Причина, следовательно, в натуре Рагина. Наиболее характерную черту его мы и узнаем уже в самом начале повествования. Поведав нам о том, как Андрей Ефимыч приступил к работе, как он быстро смирился с установившимися в больнице порядками, рассказчик далее замечает: "Андрей Ефимыч чрезвычайно любит ум и честность, но, чтобы устроить около себя жизнь умную и честную, у него не хватает характера и веры в свое право". И в этом-то все дело. Прочее – подыскание оправданий своей бесхарактерности и инертности. Однако Чехова интересует Рагин не только как определенная разновидность человеческого характера, но и как некое типичное явление русской жизни.
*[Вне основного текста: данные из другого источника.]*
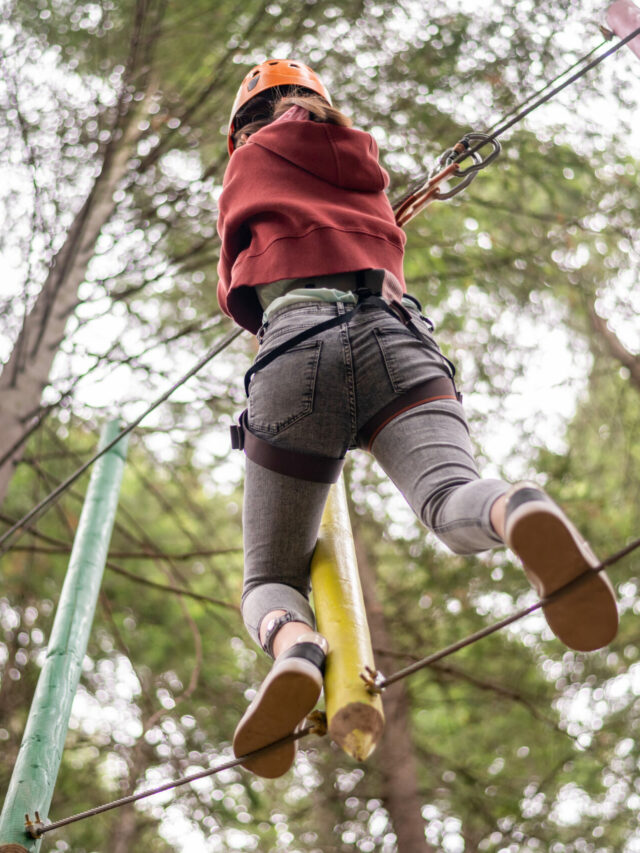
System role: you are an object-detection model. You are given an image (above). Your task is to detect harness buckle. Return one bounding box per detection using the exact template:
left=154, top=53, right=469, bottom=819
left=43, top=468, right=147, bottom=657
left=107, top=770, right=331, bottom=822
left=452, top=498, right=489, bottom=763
left=229, top=409, right=246, bottom=450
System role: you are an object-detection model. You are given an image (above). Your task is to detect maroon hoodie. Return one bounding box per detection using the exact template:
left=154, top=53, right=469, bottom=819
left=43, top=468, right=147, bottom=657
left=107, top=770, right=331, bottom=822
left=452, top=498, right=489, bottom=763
left=218, top=115, right=406, bottom=332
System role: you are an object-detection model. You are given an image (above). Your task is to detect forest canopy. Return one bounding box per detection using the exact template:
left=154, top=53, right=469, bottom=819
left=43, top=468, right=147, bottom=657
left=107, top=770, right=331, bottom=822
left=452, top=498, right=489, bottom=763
left=0, top=0, right=640, bottom=853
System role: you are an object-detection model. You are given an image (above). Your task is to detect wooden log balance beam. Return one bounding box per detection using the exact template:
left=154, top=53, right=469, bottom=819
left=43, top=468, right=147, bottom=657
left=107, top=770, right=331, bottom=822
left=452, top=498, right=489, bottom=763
left=311, top=477, right=384, bottom=761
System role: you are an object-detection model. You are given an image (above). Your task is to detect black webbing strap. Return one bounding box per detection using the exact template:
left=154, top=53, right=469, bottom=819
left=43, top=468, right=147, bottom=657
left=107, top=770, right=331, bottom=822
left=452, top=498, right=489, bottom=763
left=358, top=376, right=462, bottom=451
left=231, top=409, right=344, bottom=483
left=244, top=287, right=412, bottom=397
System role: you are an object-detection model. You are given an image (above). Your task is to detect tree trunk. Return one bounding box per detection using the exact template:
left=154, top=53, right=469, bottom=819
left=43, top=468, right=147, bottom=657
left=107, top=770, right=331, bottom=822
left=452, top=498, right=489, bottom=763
left=0, top=98, right=148, bottom=504
left=354, top=528, right=436, bottom=853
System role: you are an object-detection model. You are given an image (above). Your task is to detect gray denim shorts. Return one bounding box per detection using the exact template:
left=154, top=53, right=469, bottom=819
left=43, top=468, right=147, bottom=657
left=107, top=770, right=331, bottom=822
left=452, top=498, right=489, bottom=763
left=243, top=292, right=508, bottom=639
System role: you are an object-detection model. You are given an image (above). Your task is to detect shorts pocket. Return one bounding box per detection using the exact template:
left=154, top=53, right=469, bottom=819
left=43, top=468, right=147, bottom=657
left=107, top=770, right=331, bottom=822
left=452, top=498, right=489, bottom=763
left=374, top=321, right=450, bottom=393
left=249, top=341, right=322, bottom=437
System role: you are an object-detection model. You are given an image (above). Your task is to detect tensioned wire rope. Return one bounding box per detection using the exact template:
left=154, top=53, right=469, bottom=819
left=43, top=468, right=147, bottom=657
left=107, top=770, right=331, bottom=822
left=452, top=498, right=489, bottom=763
left=0, top=328, right=243, bottom=556
left=27, top=539, right=640, bottom=838
left=392, top=20, right=640, bottom=210
left=7, top=18, right=640, bottom=838
left=0, top=21, right=640, bottom=556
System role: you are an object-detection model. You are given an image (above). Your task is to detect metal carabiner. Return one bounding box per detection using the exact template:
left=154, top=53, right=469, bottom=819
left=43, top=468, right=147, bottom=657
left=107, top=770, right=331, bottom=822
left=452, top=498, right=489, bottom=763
left=432, top=131, right=502, bottom=201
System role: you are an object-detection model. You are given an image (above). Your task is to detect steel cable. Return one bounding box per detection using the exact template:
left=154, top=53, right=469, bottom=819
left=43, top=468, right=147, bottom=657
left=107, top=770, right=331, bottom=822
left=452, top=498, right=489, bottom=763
left=0, top=328, right=243, bottom=557
left=362, top=539, right=640, bottom=693
left=26, top=724, right=326, bottom=838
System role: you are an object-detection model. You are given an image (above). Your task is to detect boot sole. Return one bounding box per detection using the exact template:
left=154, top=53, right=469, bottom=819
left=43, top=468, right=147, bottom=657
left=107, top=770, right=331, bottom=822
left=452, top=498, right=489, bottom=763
left=233, top=658, right=322, bottom=779
left=507, top=502, right=618, bottom=652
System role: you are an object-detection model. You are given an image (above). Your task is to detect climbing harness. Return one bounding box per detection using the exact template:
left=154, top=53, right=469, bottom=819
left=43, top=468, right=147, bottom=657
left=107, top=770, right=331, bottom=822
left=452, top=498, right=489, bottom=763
left=0, top=20, right=640, bottom=839
left=230, top=270, right=462, bottom=483
left=5, top=21, right=640, bottom=544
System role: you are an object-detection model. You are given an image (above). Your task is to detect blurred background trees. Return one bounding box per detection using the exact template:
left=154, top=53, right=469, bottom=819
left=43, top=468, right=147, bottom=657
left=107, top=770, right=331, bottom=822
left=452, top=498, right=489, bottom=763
left=0, top=0, right=640, bottom=853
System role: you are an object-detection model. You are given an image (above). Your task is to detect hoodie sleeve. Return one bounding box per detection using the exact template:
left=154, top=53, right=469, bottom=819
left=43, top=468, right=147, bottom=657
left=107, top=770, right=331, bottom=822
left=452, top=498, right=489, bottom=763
left=217, top=149, right=251, bottom=316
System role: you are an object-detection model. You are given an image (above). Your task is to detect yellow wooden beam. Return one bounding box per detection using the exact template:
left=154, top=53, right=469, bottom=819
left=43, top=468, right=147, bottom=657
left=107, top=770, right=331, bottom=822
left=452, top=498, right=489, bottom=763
left=311, top=478, right=384, bottom=761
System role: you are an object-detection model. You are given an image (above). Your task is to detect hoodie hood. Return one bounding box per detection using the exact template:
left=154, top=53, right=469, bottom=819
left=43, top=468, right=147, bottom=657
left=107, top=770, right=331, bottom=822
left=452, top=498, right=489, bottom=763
left=247, top=121, right=389, bottom=192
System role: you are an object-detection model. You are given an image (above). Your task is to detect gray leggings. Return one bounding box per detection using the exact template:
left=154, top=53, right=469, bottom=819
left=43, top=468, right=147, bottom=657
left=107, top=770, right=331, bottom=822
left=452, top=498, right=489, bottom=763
left=242, top=294, right=508, bottom=643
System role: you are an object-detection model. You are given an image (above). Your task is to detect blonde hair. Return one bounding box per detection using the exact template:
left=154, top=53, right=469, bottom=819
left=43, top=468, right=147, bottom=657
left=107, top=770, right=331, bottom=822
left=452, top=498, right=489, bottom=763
left=233, top=87, right=353, bottom=148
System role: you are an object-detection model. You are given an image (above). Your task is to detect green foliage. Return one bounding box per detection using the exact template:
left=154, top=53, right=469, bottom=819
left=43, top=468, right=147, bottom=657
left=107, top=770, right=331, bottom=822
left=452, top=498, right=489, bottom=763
left=0, top=0, right=640, bottom=853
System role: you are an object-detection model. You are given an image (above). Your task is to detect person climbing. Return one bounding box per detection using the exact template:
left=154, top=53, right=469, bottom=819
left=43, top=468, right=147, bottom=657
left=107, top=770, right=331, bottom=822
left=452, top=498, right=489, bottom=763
left=218, top=59, right=618, bottom=778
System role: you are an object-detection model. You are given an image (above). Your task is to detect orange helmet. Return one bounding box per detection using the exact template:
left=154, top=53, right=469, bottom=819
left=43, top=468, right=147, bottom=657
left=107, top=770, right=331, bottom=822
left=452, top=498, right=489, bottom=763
left=227, top=59, right=331, bottom=156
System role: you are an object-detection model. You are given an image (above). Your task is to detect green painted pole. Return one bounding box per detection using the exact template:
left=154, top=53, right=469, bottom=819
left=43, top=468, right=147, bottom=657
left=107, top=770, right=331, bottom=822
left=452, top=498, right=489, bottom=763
left=0, top=421, right=128, bottom=853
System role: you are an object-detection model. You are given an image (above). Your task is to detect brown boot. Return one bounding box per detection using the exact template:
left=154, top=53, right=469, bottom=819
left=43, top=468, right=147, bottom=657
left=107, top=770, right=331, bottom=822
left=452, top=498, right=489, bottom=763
left=233, top=631, right=328, bottom=779
left=505, top=482, right=618, bottom=652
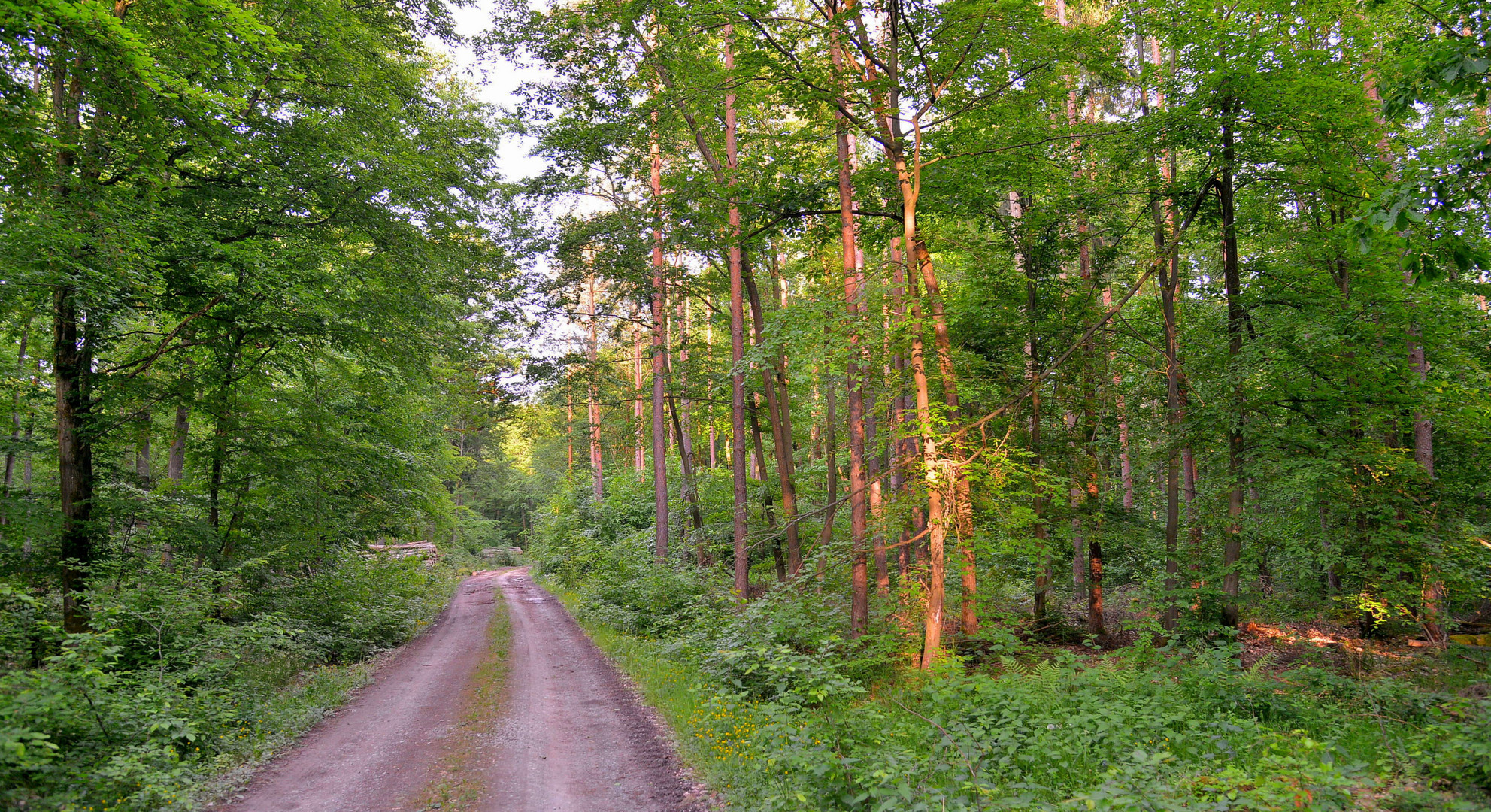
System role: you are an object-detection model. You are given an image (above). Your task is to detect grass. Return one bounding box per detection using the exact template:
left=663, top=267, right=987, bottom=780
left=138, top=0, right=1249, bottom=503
left=416, top=574, right=511, bottom=809
left=543, top=583, right=757, bottom=794
left=191, top=657, right=383, bottom=806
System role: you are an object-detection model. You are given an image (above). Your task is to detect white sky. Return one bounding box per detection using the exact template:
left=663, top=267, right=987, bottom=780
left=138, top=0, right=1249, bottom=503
left=429, top=0, right=549, bottom=180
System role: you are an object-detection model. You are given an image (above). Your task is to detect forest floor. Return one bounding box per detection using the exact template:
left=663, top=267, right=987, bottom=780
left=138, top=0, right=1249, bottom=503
left=207, top=568, right=696, bottom=812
Взгляды Рагина представлялись Чехову чрезвычайно показательными для характеристики современных общественных взглядов и нравов. И конечно, дело было не в том, что Рагин пародировал стоиков. Выхватив из их учения идею фатальной обреченности человека на существование в жестких рамках исторически предопределенного общественного бытия, Андрей Ефимыч получил возможность опираться и на другие системы, которые были более актуальны для русской общественной жизни. Ряд его высказываний отчетливо перекликается с мыслями Шопенгауэра, пессимистическая философия которого начиная с восьмидесятых годов становится достаточно популярной и охотно берется на вооружение отечественными пессимистами типа героев рассказа "Огни".